For clarity, let's say [[Prototype]] is the internal prototype pointer that is followed when doing property lookups. And let's say .prototype is the prototype property on an object.

The .prototype property for functions is just a regular object.

The internal [[Prototype]] pointer on regular objects is initialized to point back to the .prototype property on the function that was used to create it.

function First() {};

First, a Function object, is created with a .prototype that is a regular object with one field: .constructor (set to First). (Function objects have rules for creation that aren't the same as those for other object types.)

x = new First();

x, an empty Object object, has no .prototype. But its [[Prototype]] points to First.prototype.

function Second() {};

Now, like First, Second has a .prototype with a .constructor (set to Second).

Second.prototype = new First();

And now we've blown away that original .prototype, and replaced it with an instance of First. The .constructor is just gone, "new First()" is just returning an empty object.

So now if we say:

z = new Second();

z is an empty Object object, and has no .prototype. But its [[Prototype]] points to Second.prototype.

and we hunt for z.constructor, we look in:

1. z (not there)

2. z's [[Prototype]] AKA Second.prototype (not there—we blew it away)

3. Second.prototype's [[Prototype]] AKA First.prototype (there it is!)

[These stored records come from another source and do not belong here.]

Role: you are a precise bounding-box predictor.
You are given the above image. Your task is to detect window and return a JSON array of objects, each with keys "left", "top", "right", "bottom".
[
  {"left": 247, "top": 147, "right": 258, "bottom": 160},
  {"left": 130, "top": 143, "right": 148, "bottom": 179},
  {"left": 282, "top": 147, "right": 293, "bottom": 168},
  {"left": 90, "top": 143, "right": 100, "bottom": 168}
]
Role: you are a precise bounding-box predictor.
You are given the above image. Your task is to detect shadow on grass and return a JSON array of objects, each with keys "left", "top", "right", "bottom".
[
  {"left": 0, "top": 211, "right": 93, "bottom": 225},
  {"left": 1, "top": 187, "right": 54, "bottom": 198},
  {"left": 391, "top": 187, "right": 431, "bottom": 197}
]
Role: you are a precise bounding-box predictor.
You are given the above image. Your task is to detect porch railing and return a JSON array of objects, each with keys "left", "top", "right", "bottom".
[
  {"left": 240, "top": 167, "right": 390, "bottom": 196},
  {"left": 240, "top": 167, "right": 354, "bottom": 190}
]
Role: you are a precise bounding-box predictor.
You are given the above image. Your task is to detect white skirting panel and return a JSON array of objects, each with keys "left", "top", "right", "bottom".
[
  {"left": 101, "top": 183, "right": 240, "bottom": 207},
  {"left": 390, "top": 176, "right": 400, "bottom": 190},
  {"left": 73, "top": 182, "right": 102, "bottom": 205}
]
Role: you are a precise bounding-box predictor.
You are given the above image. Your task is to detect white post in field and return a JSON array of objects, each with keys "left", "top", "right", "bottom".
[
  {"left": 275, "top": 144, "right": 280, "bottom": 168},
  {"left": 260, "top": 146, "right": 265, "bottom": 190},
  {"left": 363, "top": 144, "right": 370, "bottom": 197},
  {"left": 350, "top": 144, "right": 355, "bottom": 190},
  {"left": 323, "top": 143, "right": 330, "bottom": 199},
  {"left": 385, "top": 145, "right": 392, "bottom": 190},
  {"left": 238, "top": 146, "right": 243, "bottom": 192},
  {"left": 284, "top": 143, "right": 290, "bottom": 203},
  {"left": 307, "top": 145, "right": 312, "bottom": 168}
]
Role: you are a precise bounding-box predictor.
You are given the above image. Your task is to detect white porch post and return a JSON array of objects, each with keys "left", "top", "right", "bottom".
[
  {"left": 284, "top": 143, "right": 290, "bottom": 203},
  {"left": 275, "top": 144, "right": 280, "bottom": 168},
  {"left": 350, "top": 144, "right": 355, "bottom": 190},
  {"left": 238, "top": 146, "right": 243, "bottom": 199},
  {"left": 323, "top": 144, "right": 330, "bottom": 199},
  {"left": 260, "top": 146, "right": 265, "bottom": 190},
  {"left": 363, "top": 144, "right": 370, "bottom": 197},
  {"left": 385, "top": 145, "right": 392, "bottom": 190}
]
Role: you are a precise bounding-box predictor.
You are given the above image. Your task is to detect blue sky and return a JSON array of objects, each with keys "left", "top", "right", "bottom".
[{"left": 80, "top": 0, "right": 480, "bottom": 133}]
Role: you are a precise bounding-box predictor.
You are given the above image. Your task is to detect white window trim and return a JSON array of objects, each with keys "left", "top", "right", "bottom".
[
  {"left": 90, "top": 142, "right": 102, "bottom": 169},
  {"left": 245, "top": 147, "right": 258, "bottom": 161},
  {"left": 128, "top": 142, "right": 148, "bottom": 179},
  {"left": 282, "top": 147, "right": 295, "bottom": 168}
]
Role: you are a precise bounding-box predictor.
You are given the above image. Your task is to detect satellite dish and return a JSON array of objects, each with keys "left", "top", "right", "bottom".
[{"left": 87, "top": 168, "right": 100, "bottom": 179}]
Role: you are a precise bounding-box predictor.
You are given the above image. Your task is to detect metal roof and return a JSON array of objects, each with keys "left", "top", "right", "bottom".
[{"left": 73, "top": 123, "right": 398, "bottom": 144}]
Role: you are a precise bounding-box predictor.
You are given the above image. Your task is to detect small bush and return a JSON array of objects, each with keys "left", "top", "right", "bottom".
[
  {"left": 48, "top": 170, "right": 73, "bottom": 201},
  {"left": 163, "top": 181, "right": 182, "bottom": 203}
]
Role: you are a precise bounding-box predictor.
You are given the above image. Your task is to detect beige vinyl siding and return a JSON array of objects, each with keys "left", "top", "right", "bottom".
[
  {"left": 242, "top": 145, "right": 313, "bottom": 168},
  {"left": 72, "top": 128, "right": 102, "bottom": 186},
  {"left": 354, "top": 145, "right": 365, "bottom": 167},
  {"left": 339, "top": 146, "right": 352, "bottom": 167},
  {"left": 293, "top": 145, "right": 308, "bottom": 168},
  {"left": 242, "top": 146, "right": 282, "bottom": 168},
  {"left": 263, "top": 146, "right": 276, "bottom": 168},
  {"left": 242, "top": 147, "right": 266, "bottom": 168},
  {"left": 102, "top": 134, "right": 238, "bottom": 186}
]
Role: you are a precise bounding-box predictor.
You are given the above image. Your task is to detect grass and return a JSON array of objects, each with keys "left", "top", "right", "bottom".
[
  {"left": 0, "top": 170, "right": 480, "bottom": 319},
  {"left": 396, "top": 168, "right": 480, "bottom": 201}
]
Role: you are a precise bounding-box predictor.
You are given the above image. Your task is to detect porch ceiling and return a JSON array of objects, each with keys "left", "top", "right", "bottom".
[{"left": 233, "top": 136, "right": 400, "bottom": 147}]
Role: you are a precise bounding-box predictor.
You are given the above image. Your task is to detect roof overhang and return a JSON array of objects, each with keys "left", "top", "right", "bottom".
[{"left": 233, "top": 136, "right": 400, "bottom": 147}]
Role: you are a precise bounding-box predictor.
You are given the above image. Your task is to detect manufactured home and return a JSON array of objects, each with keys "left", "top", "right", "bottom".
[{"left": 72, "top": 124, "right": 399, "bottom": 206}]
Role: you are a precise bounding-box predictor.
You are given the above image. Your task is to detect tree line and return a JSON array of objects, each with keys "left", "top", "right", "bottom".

and we find .constructor there, in First.prototype. And it's First. Which is "wrong", since z is clearly a Second.

Our fix was to recreate the .constructor in Second.prototype after we'd blown it away, so that it would be found at Step 2, above.

Put another way, what we're really doing is this:

function First() { };
function Second() { };

var savedConstructor = Second.prototype.constructor; // Save it!
Second.prototype = new First();
Second.prototype.constructor = savedConstructor; // Restore it!

It's just that we *know* that in the above example savedConstructor will *always* be Second, so we just write Second.